I’m sure anyone who’s glanced at the news over this past week or so has noticed that a bipartisan budget deal has passed both the House and the Senate. We avoided another shutdown. Big yays all around. There is definitely cause for celebration, and means that at least Congress can pretend to work together for a minute.
However, if you care about health, young people, education, separation of church and state, or good public policy, a specific provision in the budget deal may be frustrating for you. I find it frustrating, to say the least.
Now, I’m sure there are several other provisions within this budget that will make me cranky when they come to light. But thanks to reporting by Talking Points Memo and others, we now know that abstinence-only education is not entirely dead and gone. And not only is it alive and kicking, it may receive $250 million in federal funding over 5 years (if appropriated), thanks to a sneaky effort by Sen. Orrin Hatch (R-Utah) to tack it onto the Affordable Care Act.
So, why do we care that ideologues continue to push for funding to abstinence-only programs when we know that it doesn’t work? The same reason that 9 Democrats have introduced the “Repealing Ineffective and Incomplete Abstinence-Only Program Funding Act of 2013” – because it’s a waste of money and we’ve spent over $1.75 billion on it since 1996.
Oh, and also… “Abstinence-only-until-marriage programs have been discredited by a wide body of evidence, including a Congressionally-mandated study in 2007.” That too.
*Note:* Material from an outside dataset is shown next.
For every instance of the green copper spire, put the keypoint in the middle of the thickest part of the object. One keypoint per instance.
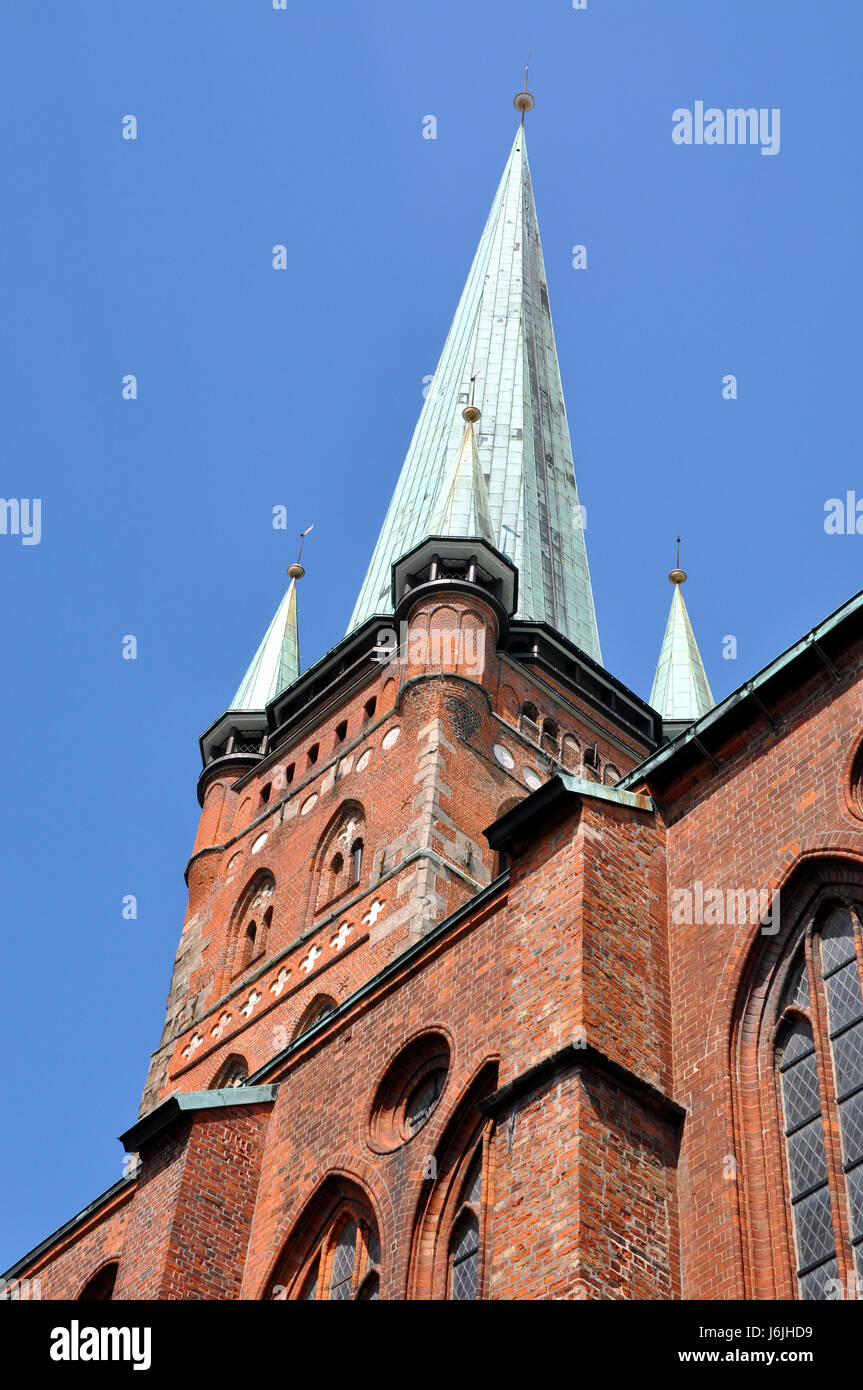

We should be worried about the fact that ab-only could continue to receive federal funds for two reasons:
- The negative health outcomes from ab-only education are particularly burdensome for girls and young women. This isn’t rocket science. A teen mom dealing with an unwanted pregnancy is the one dropping out of school, getting kicked out by her parents, working a minimum wage job to make ends meet, having to decide if she wants to access abortion services, applying for food stamps (which were recently cut in a related budget deal), and a host of other complex challenges. Young women experience the “you play, you pay” message of ab-only education when it fails them.
- Comprehensive sexuality education works. And on the funny flip side (and by funny, I mean tear your hair out ridiculous and enraging…), comprehensive sexuality education is proven to help young people make healthy, informed choices about their sexual lives, including whether or not to abstain. In fact, the evidence shows that when young people have information and resource, they choose to abstain longer and when they do begin having sex, they do so with information about contraception, dating violence and other sexual health facts like how to prevent STIs and HIV.
Let’s make sure this is clear: Ab-only education puts young people at risk. This is not news. Back in 2002 (yep, over 10 years ago…) research began stacking up from the Guttmacher Institute and others that explains why teen pregnancy rates are higher in the US than in other countries.
[…] the United States is the only country with formal policies directing state and federal funds toward educational programs that have as their sole purpose the promotion of abstinence. Over one-third (35%) of all local U.S. school districts that have policies on sexuality education require that abstinence be taught as the only appropriate option for unmarried people and that contraception either be presented as ineffective in preventing pregnancy or not be covered at all. Among school districts in the South—where birthrates are significantly higher than the national average—that proportion is 55%.
And in fact, 23 states + the District of Columbia stopped accepting ab-only funds to date because the ab-only programs were discovered to be a waste of money. You couldn’t PAY states to teach their kids ab-only, versus taking a comprehensive approach.
In the time of tightly guarded purse strings and budget cuts, there’s no reason to spend $250 million on bad policy. In the words of Harvey V. Fineberg, President of the Institute of Medicine in 2008, before the 110th Congress: “I believe public funds should support programs that are well grounded in evidence. By this standard, public financing and wide deployment of abstinence-only programs does not constitute sound fiscal or public health policy.”